Anyone who has dipped a toe into the waters of mobile technology should by now realize that mobile is already in the midst of one of the fastest-moving technological revolutions we have ever seen. Despite the incredible things that are now possible on the mobile web, many businesses and agencies are still dead-set on sticking to a technology of five years ago — the app. While the app market may be enormous, and users may feel safe in its arms, the opportunities the mobile web presents should be more than enough to convince the world to end its app love affair.
The appeal of apps has long been convenience. Apps are easy to navigate and conveniently accessible. What many people don’t realize, however, is that mobile web designers are now optimizing mobile sites to mirror the same smooth navigation and action-driven content that apps bring. The difference, of course, is that mobile sites do not need to be downloaded or constantly updated by the user. Providers can simply update content to their mobile sites, and users will have instant access without having to jump through any hoops or be asked to go through an annoying payment process.
Beyond the convenience of accessing mobile websites is the obvious benefit of not having to store anything on your smart device. Apps clog up memory and data on users’ devices, while mobile sites can simply be accessed through a browser and hosted on the cloud. This also means users can access mobile sites from any device, versus having to download an app to each device they own, and with many users accessing the web from multiple devices, this makes a huge impact.

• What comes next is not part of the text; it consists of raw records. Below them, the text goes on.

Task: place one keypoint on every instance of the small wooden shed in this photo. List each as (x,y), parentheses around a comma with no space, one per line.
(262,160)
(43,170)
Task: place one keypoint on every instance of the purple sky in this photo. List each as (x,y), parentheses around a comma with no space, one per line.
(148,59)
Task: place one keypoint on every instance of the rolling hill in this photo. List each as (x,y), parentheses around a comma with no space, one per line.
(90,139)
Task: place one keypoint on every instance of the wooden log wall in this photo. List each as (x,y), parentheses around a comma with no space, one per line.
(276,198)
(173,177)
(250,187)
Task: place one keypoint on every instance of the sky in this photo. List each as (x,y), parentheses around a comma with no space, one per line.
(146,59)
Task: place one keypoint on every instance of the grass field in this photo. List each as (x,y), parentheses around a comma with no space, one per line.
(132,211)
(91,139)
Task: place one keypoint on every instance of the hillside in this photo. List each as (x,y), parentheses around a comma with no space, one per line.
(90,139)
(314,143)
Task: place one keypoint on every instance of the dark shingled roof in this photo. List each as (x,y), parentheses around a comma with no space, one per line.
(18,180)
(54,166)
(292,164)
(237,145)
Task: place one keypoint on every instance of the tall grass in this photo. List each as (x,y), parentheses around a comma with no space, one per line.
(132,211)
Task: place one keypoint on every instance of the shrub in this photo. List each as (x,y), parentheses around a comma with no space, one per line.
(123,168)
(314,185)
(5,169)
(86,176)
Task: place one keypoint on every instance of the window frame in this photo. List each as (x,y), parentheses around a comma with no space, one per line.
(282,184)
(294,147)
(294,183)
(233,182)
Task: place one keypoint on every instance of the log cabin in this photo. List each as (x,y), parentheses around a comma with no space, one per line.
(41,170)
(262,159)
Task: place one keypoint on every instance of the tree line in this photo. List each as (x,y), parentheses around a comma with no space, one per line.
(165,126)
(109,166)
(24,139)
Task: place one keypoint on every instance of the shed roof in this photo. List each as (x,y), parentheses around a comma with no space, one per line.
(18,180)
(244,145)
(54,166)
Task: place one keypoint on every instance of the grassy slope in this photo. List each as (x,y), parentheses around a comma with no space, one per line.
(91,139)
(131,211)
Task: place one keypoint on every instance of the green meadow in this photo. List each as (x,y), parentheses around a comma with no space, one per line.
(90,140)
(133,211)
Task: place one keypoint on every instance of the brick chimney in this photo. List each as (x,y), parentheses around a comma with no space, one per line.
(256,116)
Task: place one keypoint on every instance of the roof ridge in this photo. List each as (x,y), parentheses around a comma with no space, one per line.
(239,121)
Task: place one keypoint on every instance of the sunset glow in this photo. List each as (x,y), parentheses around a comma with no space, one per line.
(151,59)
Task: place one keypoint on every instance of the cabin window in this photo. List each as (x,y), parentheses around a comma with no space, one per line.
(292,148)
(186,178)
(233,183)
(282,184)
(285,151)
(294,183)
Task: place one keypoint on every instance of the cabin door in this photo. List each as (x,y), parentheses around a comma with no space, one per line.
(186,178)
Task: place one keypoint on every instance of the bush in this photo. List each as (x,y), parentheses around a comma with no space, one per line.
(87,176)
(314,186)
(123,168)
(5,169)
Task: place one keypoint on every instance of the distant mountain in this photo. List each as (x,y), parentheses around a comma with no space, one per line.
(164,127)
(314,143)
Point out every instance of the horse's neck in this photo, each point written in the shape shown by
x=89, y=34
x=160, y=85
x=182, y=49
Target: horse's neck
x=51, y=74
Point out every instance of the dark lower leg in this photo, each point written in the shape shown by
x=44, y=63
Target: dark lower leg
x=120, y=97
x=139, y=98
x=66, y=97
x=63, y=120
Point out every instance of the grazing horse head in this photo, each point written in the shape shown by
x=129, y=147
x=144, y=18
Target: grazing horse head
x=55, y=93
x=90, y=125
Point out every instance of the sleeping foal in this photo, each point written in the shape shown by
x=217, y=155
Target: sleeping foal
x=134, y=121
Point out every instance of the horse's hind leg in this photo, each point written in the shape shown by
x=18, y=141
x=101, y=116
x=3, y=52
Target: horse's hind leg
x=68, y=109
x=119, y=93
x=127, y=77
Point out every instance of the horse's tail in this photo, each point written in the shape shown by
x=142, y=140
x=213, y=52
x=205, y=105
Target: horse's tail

Apps may have huge appeal to users, but ask any developer, and he will convey the very opposite emotion. Not only are apps extremely complicated and frustrating to develop, they are also very costly and are usually device-specific. This means having to go through the entire development process for each platform that will run the app. Mobile web building technology makes building mobile-optimized sites extremely convenient and possible without devoting huge amounts of time and money. After the design and development is complete, mobile sites can also be launched instantly and integrated with desktop sites, versus apps that need to be put through a long approval process with the market provider (i.e, Apple or Android).

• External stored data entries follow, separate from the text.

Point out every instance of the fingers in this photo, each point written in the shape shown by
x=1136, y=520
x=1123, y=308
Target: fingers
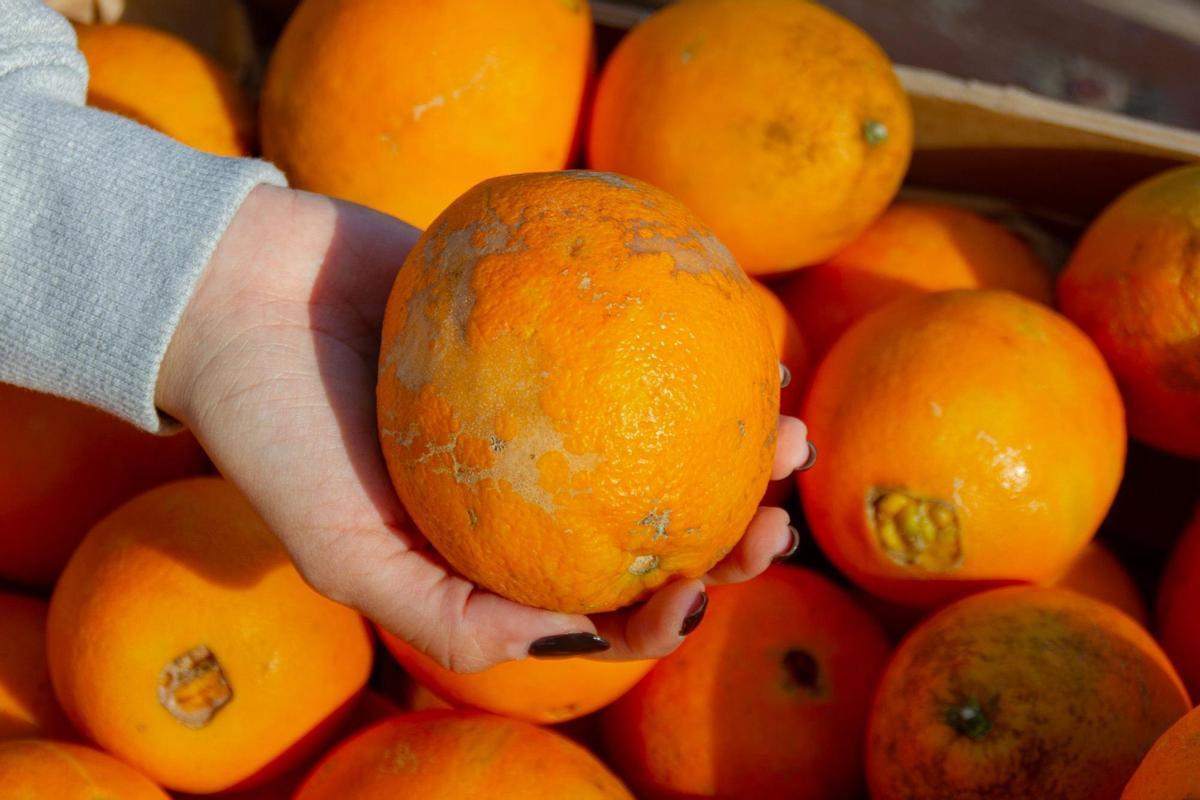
x=792, y=449
x=658, y=626
x=768, y=537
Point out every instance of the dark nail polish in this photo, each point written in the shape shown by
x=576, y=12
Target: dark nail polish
x=791, y=551
x=810, y=461
x=695, y=615
x=568, y=644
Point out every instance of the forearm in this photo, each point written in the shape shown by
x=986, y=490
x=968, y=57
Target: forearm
x=105, y=226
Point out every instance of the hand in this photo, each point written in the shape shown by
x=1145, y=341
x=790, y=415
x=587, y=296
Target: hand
x=273, y=366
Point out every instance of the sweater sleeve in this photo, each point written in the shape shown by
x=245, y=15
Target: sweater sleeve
x=105, y=227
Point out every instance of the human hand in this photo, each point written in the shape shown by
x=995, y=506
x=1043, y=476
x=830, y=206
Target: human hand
x=274, y=366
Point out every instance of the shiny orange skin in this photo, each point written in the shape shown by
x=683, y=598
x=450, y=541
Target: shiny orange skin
x=63, y=467
x=444, y=95
x=1133, y=284
x=913, y=247
x=1179, y=594
x=443, y=755
x=793, y=354
x=185, y=565
x=533, y=690
x=28, y=708
x=1169, y=770
x=767, y=698
x=1020, y=692
x=979, y=400
x=579, y=391
x=1097, y=573
x=42, y=768
x=759, y=115
x=161, y=80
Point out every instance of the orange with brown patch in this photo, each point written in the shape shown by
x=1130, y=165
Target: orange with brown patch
x=1020, y=692
x=579, y=390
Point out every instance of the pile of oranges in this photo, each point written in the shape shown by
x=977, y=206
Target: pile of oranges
x=580, y=379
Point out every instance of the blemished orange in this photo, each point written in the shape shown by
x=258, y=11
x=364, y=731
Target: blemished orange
x=1099, y=575
x=913, y=247
x=443, y=95
x=532, y=690
x=28, y=708
x=1169, y=770
x=43, y=768
x=779, y=122
x=967, y=438
x=1134, y=287
x=768, y=698
x=1020, y=692
x=460, y=755
x=1179, y=594
x=161, y=80
x=793, y=355
x=63, y=467
x=183, y=641
x=579, y=391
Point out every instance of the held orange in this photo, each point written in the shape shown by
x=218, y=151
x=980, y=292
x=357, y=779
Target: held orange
x=913, y=247
x=63, y=467
x=780, y=124
x=161, y=80
x=967, y=438
x=1020, y=692
x=1133, y=284
x=460, y=755
x=579, y=390
x=28, y=708
x=537, y=691
x=403, y=106
x=42, y=768
x=184, y=641
x=767, y=698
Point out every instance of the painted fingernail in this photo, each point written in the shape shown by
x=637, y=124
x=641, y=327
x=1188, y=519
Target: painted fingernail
x=791, y=548
x=810, y=461
x=568, y=644
x=695, y=614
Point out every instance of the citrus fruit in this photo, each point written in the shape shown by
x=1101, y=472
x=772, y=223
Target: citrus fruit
x=579, y=391
x=779, y=122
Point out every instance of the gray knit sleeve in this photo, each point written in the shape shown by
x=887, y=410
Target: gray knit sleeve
x=105, y=226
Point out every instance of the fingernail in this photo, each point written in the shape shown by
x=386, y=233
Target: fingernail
x=568, y=644
x=810, y=461
x=695, y=615
x=791, y=549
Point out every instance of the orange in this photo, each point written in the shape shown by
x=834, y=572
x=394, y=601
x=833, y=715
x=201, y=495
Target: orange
x=780, y=124
x=1179, y=594
x=579, y=390
x=442, y=755
x=767, y=698
x=793, y=356
x=537, y=691
x=1169, y=770
x=161, y=80
x=183, y=641
x=1097, y=573
x=913, y=247
x=27, y=699
x=63, y=467
x=1020, y=692
x=966, y=438
x=40, y=768
x=403, y=106
x=1133, y=284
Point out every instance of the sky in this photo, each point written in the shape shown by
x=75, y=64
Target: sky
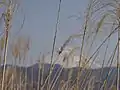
x=40, y=20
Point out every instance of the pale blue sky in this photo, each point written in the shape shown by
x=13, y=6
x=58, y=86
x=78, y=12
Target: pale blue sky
x=40, y=20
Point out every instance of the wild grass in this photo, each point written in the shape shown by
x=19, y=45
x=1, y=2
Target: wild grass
x=16, y=78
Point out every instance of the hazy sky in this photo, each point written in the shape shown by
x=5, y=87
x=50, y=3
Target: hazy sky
x=40, y=20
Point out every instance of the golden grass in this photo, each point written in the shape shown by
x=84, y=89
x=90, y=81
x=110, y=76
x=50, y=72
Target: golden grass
x=14, y=79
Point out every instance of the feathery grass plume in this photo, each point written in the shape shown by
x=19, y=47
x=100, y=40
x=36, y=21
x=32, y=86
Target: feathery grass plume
x=8, y=19
x=55, y=35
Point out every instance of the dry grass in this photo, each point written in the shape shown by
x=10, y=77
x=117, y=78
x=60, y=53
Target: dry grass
x=13, y=78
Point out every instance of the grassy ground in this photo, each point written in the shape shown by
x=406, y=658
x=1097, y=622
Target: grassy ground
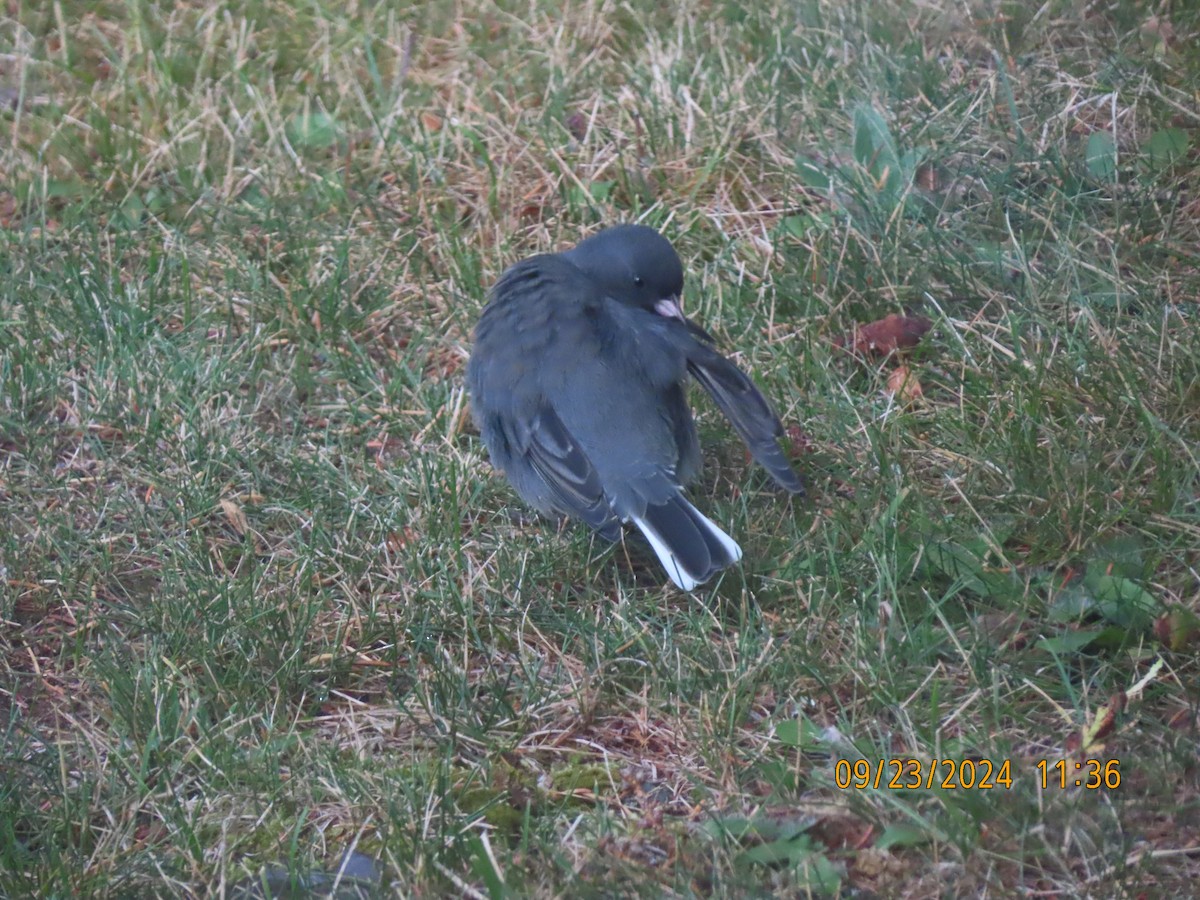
x=264, y=603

The one major appeal of apps that may still have an edge over mobile optimized sites is the ability to push messaging. This gives advertisers and app providers the ability to directly send messages and ads to a user’s device via alerts. While mobile websites can utilize things like location-based technology and near-field communications just as apps can, they do not yet have the capabilities to link these to messaging. What mobile sites can do, however, is take advantage of opt-in communications like SMS and email messaging. This means that users can choose their level of communication versus getting bombarded with annoying alerts that tend to only be off-putting.
So, the question remains: Are apps on their way out the door? Well, while I wish the answer were yes, the far more likely answer is, not quite yet. The app market simply makes too much money for companies like Apple and Google, and now Facebook has thrown its hat in the ring as well. In the coming years, however, don’t be surprised to see a major shift in the makeup of the common app, with many developers leaning on mobile web technology, much the way LinkedIn has done with its new iPad app. As more and more apps begin to utilize the mobile web, I can see us getting to a point where web app and mobile site are one and the same, and with any luck, soon thereafter the native app will finally be put to rest.